Mai of the Kanem–Bornu Empire
- Reign: 15th century (0–5 years) c. 1451–1456
- Predecessor: Amarma
- Successor: Gaji
- Died: c. 1456 "Meghjibád-Nerí-Kerbúri"
- Dynasty: Sayfawa dynasty (Dawudid)
- Father: Kade III

= Muhammad IV of Bornu =

Muhammad IV (Note: Some chronologies of Kanem–Bornu rulers omit the 14th-century Muhammad II Manza, lowering the regnal numbers of later rulers of this name. This ruler is then considered Muhammad III.) (Muḥammad bin Kade) was mai (ruler) of the Kanem–Bornu Empire in the mid-15th century, ruling approximately 1451–1456. (Note: Different king lists (girgams) and chronicles translated in the 19th–20th centuries give Muhammad different regnal lengths: a few days (Barth), 3 years (Palmer), or 5 years (Urvoy, Nachtigal, Landeroin). As a result of this, and due to different calculations for other mais, various dates have been given for his reign, including 1456 (Barth), 1452/1453–1455 (Palmer), 1453–1458 (Urvoy), 1364–1369 (Landeroin), and 1394–1399 (Nachtigal). The placement of Muhammad IV in the sequence of rulers differs considerably from the others in Landeroin and Nachtigal's lists. Cohen (1966) considered a reign of 5 years most likely.

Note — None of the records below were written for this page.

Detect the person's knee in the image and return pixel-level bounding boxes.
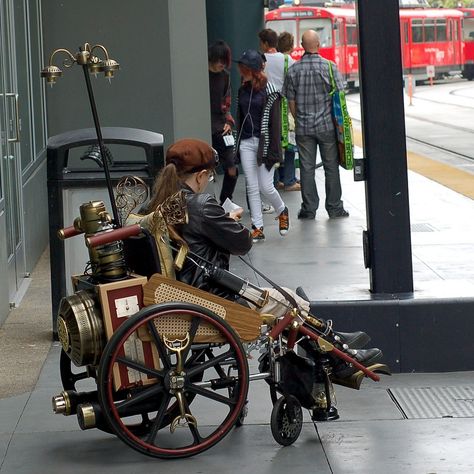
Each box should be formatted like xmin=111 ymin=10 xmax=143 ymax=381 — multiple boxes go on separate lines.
xmin=226 ymin=166 xmax=239 ymax=178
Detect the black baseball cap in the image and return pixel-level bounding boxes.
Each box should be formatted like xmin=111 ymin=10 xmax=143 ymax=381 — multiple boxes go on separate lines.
xmin=236 ymin=49 xmax=265 ymax=71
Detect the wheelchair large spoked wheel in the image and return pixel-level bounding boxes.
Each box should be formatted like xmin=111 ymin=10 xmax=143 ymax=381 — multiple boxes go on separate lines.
xmin=98 ymin=303 xmax=249 ymax=458
xmin=270 ymin=395 xmax=303 ymax=446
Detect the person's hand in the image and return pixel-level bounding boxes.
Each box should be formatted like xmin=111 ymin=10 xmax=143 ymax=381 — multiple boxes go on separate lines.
xmin=229 ymin=208 xmax=244 ymax=221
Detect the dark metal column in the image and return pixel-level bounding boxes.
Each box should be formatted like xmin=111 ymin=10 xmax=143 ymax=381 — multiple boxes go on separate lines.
xmin=206 ymin=0 xmax=264 ymax=113
xmin=356 ymin=0 xmax=413 ymax=293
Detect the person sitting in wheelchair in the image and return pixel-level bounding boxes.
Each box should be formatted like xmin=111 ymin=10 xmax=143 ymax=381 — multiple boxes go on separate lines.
xmin=140 ymin=139 xmax=382 ymax=388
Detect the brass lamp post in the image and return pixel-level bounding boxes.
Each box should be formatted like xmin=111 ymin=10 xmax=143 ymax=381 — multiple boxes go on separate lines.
xmin=41 ymin=43 xmax=120 ymax=227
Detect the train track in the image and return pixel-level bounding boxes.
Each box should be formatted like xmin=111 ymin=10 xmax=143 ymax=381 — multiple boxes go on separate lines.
xmin=352 ymin=114 xmax=474 ymax=161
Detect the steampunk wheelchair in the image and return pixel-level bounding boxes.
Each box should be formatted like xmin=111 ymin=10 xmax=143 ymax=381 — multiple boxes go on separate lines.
xmin=53 ymin=177 xmax=388 ymax=458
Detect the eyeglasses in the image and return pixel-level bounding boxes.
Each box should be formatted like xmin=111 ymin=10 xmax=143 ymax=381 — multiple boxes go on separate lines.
xmin=207 ymin=170 xmax=216 ymax=183
xmin=188 ymin=148 xmax=219 ymax=173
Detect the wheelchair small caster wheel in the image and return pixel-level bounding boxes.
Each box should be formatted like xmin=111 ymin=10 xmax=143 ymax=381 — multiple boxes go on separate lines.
xmin=270 ymin=395 xmax=303 ymax=446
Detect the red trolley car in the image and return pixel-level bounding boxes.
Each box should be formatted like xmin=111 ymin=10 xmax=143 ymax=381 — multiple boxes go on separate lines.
xmin=266 ymin=6 xmax=464 ymax=87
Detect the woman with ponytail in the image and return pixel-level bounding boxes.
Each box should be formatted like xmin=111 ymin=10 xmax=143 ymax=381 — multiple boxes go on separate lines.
xmin=147 ymin=138 xmax=252 ymax=297
xmin=237 ymin=49 xmax=290 ymax=242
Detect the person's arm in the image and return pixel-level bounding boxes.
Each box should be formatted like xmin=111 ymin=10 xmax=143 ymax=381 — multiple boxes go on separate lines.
xmin=201 ymin=195 xmax=252 ymax=255
xmin=222 ymin=74 xmax=235 ymax=135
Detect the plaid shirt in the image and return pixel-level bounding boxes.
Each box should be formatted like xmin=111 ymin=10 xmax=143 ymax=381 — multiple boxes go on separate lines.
xmin=282 ymin=54 xmax=344 ymax=135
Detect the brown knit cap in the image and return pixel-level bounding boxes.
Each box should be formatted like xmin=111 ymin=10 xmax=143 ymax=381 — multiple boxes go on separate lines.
xmin=166 ymin=138 xmax=219 ymax=173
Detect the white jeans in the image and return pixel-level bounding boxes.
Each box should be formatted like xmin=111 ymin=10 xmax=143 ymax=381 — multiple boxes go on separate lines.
xmin=240 ymin=137 xmax=285 ymax=227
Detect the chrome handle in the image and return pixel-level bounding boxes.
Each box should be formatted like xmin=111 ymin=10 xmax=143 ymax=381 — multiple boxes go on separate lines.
xmin=5 ymin=92 xmax=20 ymax=143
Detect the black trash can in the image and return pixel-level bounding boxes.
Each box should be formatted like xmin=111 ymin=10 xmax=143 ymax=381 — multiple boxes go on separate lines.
xmin=47 ymin=127 xmax=164 ymax=338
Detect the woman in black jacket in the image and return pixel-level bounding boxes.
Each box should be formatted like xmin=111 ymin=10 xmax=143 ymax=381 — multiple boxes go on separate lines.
xmin=147 ymin=139 xmax=382 ymax=402
xmin=237 ymin=49 xmax=290 ymax=242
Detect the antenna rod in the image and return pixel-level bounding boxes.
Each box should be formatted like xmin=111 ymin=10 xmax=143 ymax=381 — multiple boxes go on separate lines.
xmin=82 ymin=64 xmax=121 ymax=227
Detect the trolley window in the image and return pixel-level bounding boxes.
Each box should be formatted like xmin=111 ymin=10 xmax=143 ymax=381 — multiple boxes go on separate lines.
xmin=267 ymin=20 xmax=296 ymax=38
xmin=299 ymin=18 xmax=332 ymax=48
xmin=436 ymin=18 xmax=447 ymax=41
xmin=346 ymin=25 xmax=357 ymax=44
xmin=453 ymin=21 xmax=459 ymax=41
xmin=334 ymin=20 xmax=342 ymax=46
xmin=463 ymin=18 xmax=474 ymax=41
xmin=411 ymin=20 xmax=423 ymax=43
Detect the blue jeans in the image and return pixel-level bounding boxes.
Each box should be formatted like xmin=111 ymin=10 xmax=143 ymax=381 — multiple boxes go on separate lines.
xmin=296 ymin=131 xmax=344 ymax=216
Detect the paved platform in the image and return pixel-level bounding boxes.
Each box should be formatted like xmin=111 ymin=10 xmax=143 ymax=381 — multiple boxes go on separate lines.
xmin=0 ymin=80 xmax=474 ymax=474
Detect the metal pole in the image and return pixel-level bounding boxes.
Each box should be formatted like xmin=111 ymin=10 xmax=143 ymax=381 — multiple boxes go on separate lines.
xmin=82 ymin=64 xmax=121 ymax=227
xmin=356 ymin=0 xmax=413 ymax=294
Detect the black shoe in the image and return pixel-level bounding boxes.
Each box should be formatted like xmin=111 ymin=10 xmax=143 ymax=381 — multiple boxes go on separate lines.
xmin=334 ymin=331 xmax=370 ymax=349
xmin=329 ymin=209 xmax=349 ymax=219
xmin=334 ymin=347 xmax=383 ymax=379
xmin=298 ymin=209 xmax=316 ymax=219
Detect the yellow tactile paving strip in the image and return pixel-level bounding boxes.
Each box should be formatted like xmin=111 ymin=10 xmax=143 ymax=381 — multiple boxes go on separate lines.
xmin=354 ymin=130 xmax=474 ymax=199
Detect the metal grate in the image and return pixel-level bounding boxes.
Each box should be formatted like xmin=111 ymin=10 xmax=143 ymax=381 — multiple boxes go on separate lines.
xmin=410 ymin=222 xmax=436 ymax=232
xmin=388 ymin=385 xmax=474 ymax=419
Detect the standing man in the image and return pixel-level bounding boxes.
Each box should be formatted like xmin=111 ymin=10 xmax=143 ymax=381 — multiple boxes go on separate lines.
xmin=282 ymin=30 xmax=349 ymax=219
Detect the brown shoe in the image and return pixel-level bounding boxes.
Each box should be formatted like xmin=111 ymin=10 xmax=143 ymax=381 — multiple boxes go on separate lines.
xmin=285 ymin=183 xmax=301 ymax=191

Lange (1984) dated Muhammad's reign to 1445–1449, Stewart (1989) dated it to 1456, and Bosworth (2012) dated it to 1451–1456.) Muhammad ruled during the "Era of Instability", a chaotic period of internal and external conflict in the empire.

== Life ==
Muhammad was a son of mai Kade III. Muhammad did not directly succeed his father, who had been killed by the rival claimant Dunama V Ahmad. Most reconstructions of this period place Muhammad as the successor of mai Amarma.

Later chronicles of the Kanem–Bornu Empire remembered Muhammad as a "cruel and sanguinary prince" and a tyrant. He had a brief reign; different sources give dates between as low as a few days and at most five years. The site of Muhammad's death is recorded as Meghjibád-Nerí-Kerbúri, or variations thereof (such as Magi Jibidam, Maki Zabatam). Muhammad was succeeded as mai by Gaji, whose relation to previous rulers is unclear.